One of the biggies I read this year and didn't have time to enter my reaction. I just found some vague notes I started so they will have to do. But I needed to check on the names before I could publish this.
This is the third of Follett's Century Trilogy, this time covering the Cold War, an era I lived through myself, but maybe did not always understand. I have always liked the fact that Follett set engaging characters in the U.S., Germany, England and Russia, giving us the different angles to the story, the world events.
In the U.S. we have George Jakes, a black lawyer that went to Harvard who ends up working for Bobby Kennedy. He like Verena, who also goes to Harvard and works for Martin Luther King. Hugo works for J Edgar Hoover. Larry back from the army and atrocities in Nam. Cameraon Dewar is conservative and works for Nixon, eventually becoming a CIA agent in Poland.
In Germany, Maud and her family end up in East Berlin.
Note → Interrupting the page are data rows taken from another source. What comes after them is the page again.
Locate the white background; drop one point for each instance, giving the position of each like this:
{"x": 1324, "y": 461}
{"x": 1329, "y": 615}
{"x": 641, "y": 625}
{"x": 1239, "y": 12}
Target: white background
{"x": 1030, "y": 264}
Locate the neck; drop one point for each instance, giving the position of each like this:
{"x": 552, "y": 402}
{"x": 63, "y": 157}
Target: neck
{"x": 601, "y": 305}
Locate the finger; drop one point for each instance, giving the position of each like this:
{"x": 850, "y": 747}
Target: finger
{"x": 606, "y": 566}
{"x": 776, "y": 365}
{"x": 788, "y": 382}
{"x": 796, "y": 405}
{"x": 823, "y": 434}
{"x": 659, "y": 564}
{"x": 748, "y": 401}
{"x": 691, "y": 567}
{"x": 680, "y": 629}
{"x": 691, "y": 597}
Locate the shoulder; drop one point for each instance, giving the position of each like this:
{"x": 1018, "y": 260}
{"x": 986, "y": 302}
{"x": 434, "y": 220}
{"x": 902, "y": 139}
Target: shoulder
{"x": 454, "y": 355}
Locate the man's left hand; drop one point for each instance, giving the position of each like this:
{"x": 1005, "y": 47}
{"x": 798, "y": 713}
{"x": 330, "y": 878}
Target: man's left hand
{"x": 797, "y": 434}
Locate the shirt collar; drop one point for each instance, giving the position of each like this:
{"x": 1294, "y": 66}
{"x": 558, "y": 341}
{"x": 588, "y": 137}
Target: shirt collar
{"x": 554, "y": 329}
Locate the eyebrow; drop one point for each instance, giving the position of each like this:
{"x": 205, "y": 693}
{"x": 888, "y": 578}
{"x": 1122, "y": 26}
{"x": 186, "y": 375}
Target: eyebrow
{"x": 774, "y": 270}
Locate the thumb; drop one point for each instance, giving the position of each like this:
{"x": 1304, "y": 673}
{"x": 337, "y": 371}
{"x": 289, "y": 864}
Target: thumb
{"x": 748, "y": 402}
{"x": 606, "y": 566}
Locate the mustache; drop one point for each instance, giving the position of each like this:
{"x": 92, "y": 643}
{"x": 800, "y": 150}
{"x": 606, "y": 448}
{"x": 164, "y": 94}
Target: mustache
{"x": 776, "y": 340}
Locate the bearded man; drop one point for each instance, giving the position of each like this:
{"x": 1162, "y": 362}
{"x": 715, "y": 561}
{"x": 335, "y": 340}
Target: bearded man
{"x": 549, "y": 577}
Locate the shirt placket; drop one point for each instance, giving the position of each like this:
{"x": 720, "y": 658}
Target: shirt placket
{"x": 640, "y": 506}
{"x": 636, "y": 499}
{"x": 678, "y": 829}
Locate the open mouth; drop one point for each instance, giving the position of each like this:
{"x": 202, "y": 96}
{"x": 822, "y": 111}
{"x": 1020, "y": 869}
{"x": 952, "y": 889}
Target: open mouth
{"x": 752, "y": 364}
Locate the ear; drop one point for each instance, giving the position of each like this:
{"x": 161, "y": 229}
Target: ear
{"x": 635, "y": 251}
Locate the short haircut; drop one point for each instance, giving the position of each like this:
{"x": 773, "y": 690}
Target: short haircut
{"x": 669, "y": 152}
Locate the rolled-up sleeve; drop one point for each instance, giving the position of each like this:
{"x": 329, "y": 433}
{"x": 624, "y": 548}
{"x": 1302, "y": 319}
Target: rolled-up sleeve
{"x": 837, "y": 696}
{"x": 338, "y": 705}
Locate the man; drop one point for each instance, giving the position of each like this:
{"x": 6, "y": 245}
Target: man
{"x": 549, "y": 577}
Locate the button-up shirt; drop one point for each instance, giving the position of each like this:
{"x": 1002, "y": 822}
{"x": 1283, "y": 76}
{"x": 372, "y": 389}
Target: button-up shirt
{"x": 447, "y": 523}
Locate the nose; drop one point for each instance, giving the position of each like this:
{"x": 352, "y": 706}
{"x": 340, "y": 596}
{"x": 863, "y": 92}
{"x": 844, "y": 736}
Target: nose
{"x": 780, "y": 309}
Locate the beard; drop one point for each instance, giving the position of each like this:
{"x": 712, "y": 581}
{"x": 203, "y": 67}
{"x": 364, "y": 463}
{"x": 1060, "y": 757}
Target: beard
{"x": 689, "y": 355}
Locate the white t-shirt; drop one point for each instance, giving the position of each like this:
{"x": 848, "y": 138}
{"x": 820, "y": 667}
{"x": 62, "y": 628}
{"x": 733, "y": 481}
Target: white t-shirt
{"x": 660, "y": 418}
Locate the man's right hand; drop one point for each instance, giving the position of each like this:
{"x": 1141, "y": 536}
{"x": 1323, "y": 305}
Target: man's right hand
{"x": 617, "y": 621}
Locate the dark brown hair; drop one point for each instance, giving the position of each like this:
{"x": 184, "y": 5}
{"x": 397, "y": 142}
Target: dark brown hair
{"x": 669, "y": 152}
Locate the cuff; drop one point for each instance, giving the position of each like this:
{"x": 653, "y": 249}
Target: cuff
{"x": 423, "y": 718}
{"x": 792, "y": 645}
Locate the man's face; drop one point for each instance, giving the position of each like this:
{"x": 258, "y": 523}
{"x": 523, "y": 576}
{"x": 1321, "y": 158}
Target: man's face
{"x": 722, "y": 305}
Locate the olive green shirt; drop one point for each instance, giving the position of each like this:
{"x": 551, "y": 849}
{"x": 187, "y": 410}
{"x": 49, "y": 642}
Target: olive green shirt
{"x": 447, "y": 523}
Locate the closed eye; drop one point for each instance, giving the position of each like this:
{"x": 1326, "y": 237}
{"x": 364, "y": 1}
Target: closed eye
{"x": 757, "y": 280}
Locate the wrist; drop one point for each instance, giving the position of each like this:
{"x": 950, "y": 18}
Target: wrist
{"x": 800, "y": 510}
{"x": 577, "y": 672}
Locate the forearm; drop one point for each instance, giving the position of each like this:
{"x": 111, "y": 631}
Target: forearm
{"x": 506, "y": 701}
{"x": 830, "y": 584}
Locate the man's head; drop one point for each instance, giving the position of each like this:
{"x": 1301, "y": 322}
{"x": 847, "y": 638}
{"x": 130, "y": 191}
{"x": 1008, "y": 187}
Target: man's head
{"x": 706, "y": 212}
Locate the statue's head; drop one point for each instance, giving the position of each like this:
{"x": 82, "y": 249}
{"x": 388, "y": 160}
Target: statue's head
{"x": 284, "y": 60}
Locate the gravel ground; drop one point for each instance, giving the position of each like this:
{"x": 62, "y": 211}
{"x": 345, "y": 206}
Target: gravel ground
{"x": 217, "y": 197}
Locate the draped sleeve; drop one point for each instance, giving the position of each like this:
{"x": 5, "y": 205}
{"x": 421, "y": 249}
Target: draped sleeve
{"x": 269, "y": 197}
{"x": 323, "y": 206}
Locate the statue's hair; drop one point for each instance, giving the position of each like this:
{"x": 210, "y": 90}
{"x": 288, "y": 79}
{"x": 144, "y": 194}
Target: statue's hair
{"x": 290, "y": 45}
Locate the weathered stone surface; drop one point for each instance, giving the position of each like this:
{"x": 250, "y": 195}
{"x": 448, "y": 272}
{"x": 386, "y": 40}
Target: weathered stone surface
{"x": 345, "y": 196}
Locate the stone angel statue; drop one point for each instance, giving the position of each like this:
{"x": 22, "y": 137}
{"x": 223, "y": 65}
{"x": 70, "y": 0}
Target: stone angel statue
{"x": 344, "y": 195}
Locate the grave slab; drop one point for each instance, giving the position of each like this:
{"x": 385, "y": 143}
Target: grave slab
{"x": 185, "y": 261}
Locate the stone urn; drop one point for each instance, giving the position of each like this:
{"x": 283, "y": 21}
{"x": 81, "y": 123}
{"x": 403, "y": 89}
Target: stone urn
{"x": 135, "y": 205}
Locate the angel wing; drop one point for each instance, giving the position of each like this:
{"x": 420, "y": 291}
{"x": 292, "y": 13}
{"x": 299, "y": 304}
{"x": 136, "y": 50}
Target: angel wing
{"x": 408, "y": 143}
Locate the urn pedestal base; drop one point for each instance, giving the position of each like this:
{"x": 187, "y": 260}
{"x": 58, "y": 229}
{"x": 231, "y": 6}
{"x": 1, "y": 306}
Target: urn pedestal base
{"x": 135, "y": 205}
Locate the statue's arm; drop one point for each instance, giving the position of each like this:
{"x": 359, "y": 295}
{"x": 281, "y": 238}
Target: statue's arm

Rebecca, her granddaughter, marries Hans, who turns out to be Stasi. When she finds out, they divorce and she falls for Bernd, her boss in school. Walli, her brother, is a musician who escapes to West Germany, leaving Karolin, his love, behind. Lili is his sister, Carla & Werner are the parents.
In England we have Dave Williams, whose father is Lloyd Williams, MP and mother is Daisy Peshkov from the US. Dave who becomes a pop star with his cousin Walli.
In Russia we have Dinka Dvorkin, who works for Khrushchev. His sister Tonya works for a newspaper and printed samizdat publications.
I vaguely remember Kennedy facing off with Khrushchev. The Bay of Pigs and Cuban Missile Crisis is well depicted. I remember when we were taught to hide under our desks in class and had bomb drills in school. There was a tense moment when everyone was waiting whether the world (or at least major cities) would be blown up on both sides of the Atlantic. Thank goodness they did not.